Desde que assumiram o poder no Afeganistão em 15 de agosto, os talibãs tentam convencer a população de que seu regime será menos brutal que o anterior, entre 1996 e 2001. Mas suas promessas não conseguem reduzir o desejo de milhares de pessoas de fugir do país.
O governo dos Estados Unidos já retirou quase 30.300 pessoas desde 14 de agosto, informou no domingo a Casa Branca, que espera retirar do país 15.000 americanos e de 50.000 ou 60.000 afegãos. Os países ocidentais já retiraram outros milhares de cidadãos.
No domingo, o chefe da diplomacia da União Europeia (UE), Josep Borrell, considerou "impossível" retirar todas as pessoas até 31 de agosto.
Para reforçar a operação de retirada, Washington ordenou a seis grandes companhias aéreas comerciais que transportem para os Estados Unidos as pessoas retiradas de Cabul que estão em bases americanas no Golfo e na Europa.
Embora a retirada do Afeganistão provoque temores em outros aliados dos Estados Unidos, a vice-presidente Kamala Harris prometeu nesta segunda-feira, durante uma visita a Singapura, um "compromisso duradouro" de seu país na Ásia.
- Ruas de Cabul em relativa calma -
As imagens impactantes no aeroporto, que incluem bebês e crianças entregues a soldados entre muros com arame farpado e homens pendurados em aviões em plena decolagem, rodaram o mundo.
"Não há maneira de retirar tantas pessoas sem dor nem perdas" e sem imagens comoventes, admitiu o presidente americano.
À espera de um milagre, famílias inteiras permanecem entre as cercas ao redor do perímetro que separa os talibãs das tropas americanas nas imediações do aeroporto, onde o acesso é muito difícil.
Biden explicou que o perímetro foi ampliado com a concordância dos talibãs, horas depois de um líder do movimento fundamentalista, Amir Khan Mutaqi, culpar os Estados Unidos pelo caos no aeroporto e alertar que a situação não poderia durar muito.
"Há paz e calma em todo o país, mas apenas no aeroporto de Cabul há caos", disse Mutaqi.
Cabul registra de fato uma relativa calma. Os combatentes talibãs patrulham as ruas e observam de postos de controle.
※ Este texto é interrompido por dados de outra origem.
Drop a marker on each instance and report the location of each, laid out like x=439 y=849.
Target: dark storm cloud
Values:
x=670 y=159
Nenhum governo foi instaurado, mas as discussões prosseguem entre os talibãs e personalidades afegãs para alcançar um gabinete "inclusivo".
Os fundamentalistas também querem impor a imagem de sua autoridade, com a substituição da bandeira de três cores do Afeganistão pela bandeira branca do movimento
Em uma estrada de Cabul, jovens vendiam bandeiras dos talibãs, que apresentam uma frase com a proclamação muçulmana de fé e o nome formal do regime: "Emirado Islâmico do Afeganistão".
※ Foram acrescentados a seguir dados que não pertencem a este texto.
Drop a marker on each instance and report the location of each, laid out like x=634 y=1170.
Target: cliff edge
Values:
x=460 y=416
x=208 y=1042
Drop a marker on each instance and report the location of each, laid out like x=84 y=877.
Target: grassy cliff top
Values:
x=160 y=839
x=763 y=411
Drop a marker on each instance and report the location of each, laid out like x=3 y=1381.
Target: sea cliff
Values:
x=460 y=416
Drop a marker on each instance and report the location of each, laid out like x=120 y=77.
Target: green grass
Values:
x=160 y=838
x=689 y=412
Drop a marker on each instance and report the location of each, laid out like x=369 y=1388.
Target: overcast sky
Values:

"Nossa meta é hastear a bandeira do Emirado Islâmico por todo Afeganistão", declarou à AFP o vendedor Ahmad Shakib, estudante universitário de Economia.
- Resistência -
Fora de Cabul há alguns focos de resistência contra os talibãs. Alguns ex-soldados do governo se reuniram no vale de Panshir, ao norte de Cabul, conhecido como um reduto antitalibã.
Algumas contas do Twitter favoráveis aos talibãs afirmaram que o novo regime enviou centenas de combatentes ao vale depois que "as autoridades locais se negaram a entregá-lo pacificamente".
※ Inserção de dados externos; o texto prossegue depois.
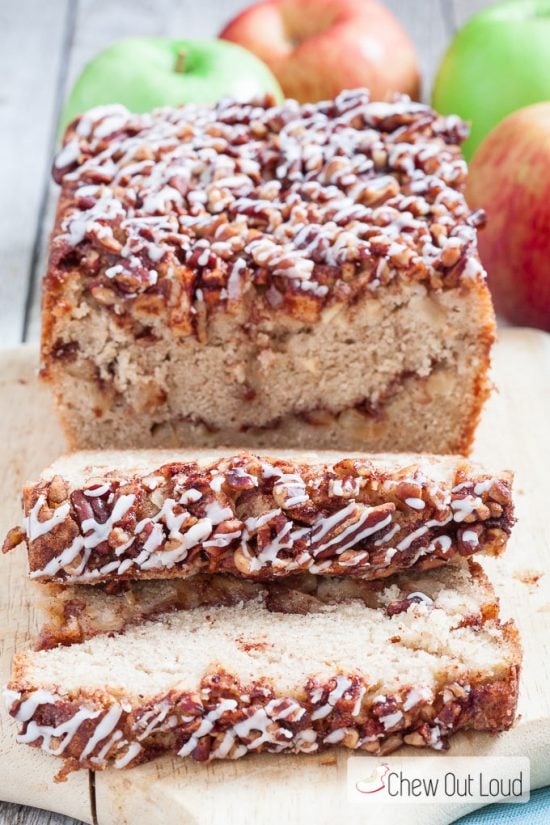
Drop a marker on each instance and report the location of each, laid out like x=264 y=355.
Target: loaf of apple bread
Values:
x=107 y=516
x=411 y=662
x=267 y=275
Os islamistas "reuniram forças perto da entrada de Panshir", tuitou Amrullah Saleh, vice-presidente do Afeganistão no governo anterior, que se refugiou na região.
Um dos líderes do movimento em Panshir, denominado Frente de Resistência Nacional (FRN), é Ahmad Masud, filho do conhecido comandante antitalibã Ahmad Shah Masud, assassinado em 2001.
A FRN está preparada para um "conflito de longo prazo", disse à AFP o porta-voz Ali Maisam Nazary, caso um compromisso não seja alcançado com os talibãs sobre um governo descentralizado.
Outra fonte afirmou que milhares de afegãos chegaram a Panshir para lutar contra o novo regime ou para buscar refúgio. "Estamos preparados para defender o Afeganistão e alertamos para um banho de sangue", declarou Masud no domingo ao canal Al Arabiya.